Cette étude a une belle provenance puisqu’elle a fait partie des collections de Sir Joshua Reynolds (1723-1792), le plus grand collectionneur anglais de dessins de son temps, et de celles du paysagiste Paul Sandby (1725-1809).

 

  1. Stefano della Bella, dessinateur et graveur au service des Médicis

 

Stefano della Bella (né en 1610 à Florence), également appelé Étienne de la Belle à la cour de France, est un dessinateur et graveur aquafortiste italien de l'école florentine, de style maniériste et baroque. Il a travaillé sans relâche, créant des milliers de dessins et d'estampes. Tel un reporter photographique désireux de capturer les événements majeurs de son époque, Della Bella a immortalisé les somptueux spectacles théâtraux de l’aristocratie florentine, la vie quotidienne à Rome et à Paris, ainsi que les réalités du champ de bataille pendant la guerre de Trente Ans.

 

Issu d’une famille de peintres, de sculpteurs et d'orfèvres, il est le fils du sculpteur Francesco di Girolamo Della Bella. Il se forme auprès de Giovanni Benedetto Castiglione (1609-1664) et du médailleur et ciseleur Gasparo Mola (1571-1640). Il travaille brièvement sous Orazio Vanni et Cesare Dandini (1596-1657), puis s'oriente ensuite vers le dessin et la gravure auprès de Remigio Cantagallina (1582-1656). Ce dernier a également été l'instructeur de Jacques Callot (1592-1635), ce pourquoi les premières estampes de Della Bella ressemblent beaucoup aux siennes. À l'âge de dix-sept ans, il présente au jeune Giancarlo de' Medici une gravure représentant un banquet au palais Pitti, à la suite de quoi il reçoit des commandes officielles de la famille Médicis, qui le soutiendra pendant toute sa vie.

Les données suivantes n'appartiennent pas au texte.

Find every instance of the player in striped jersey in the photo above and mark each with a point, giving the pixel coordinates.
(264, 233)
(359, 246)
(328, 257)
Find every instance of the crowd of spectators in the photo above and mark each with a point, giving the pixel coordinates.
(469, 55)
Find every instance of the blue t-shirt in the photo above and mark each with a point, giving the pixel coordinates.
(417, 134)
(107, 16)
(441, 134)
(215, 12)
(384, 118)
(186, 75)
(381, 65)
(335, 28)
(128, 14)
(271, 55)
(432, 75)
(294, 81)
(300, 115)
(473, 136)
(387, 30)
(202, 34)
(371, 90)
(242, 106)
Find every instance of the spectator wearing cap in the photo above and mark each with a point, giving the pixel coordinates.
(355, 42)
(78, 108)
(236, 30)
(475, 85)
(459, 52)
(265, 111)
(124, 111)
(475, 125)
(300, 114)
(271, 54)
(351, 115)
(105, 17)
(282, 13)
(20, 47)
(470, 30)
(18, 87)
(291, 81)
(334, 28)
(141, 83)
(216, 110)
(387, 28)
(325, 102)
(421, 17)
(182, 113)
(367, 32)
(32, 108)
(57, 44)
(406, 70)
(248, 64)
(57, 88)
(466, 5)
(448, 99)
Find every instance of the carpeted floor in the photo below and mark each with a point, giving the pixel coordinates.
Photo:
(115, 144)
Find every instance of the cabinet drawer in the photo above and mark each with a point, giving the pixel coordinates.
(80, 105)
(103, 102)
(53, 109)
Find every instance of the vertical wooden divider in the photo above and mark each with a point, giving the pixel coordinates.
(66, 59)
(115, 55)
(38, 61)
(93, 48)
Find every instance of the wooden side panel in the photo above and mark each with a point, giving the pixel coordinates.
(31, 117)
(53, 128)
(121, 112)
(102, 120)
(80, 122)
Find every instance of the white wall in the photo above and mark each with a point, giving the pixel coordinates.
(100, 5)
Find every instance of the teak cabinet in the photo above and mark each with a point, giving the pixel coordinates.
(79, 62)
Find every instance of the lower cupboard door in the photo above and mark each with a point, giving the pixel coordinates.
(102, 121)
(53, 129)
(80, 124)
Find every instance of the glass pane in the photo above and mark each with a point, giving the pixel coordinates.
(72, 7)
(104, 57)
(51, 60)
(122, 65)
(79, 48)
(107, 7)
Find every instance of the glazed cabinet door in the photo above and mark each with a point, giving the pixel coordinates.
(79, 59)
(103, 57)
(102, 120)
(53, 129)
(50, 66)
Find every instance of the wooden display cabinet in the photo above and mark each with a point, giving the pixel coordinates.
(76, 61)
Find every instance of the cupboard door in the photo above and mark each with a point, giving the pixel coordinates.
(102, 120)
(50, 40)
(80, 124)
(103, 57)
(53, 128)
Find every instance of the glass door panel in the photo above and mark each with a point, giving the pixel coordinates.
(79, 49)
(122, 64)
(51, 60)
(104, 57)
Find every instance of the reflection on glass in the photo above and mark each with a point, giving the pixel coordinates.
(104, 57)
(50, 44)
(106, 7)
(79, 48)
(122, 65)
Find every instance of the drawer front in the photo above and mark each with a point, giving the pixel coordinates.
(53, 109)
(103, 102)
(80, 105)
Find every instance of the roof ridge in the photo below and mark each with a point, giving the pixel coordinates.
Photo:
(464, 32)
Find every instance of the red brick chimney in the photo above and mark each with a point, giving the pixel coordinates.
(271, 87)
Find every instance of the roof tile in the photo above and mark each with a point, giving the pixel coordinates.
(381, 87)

En 1632 ou 1633, il reçoit le patronage direct de Lorenzo de Médicis (frère de Cosme II de Médicis et oncle de Giancarlo de 'Medici).

 

Arrivé à Rome en 1633, il réside à la villa Médicis et y produit des « vedute » et des dessins d'antiquités mais il étudie aussi les contemporains, en particulier les peintres de bambochades. Il dessine des évènements publics dans une série de carnets de croquis, ainsi que les festivités de la cour des Médicis auxquelles il assiste, qui sont ensuite transformées en estampes. Malgré cela, il retourne fréquemment à Florence pour travailler sur les commandes de ses clients et exécute pour son mécène Lorenzo de Médicis, une de ses rares peintures aujourd’hui connues, « L'Incendie de Troie », où l'on retrouve les éléments de la Rome classique.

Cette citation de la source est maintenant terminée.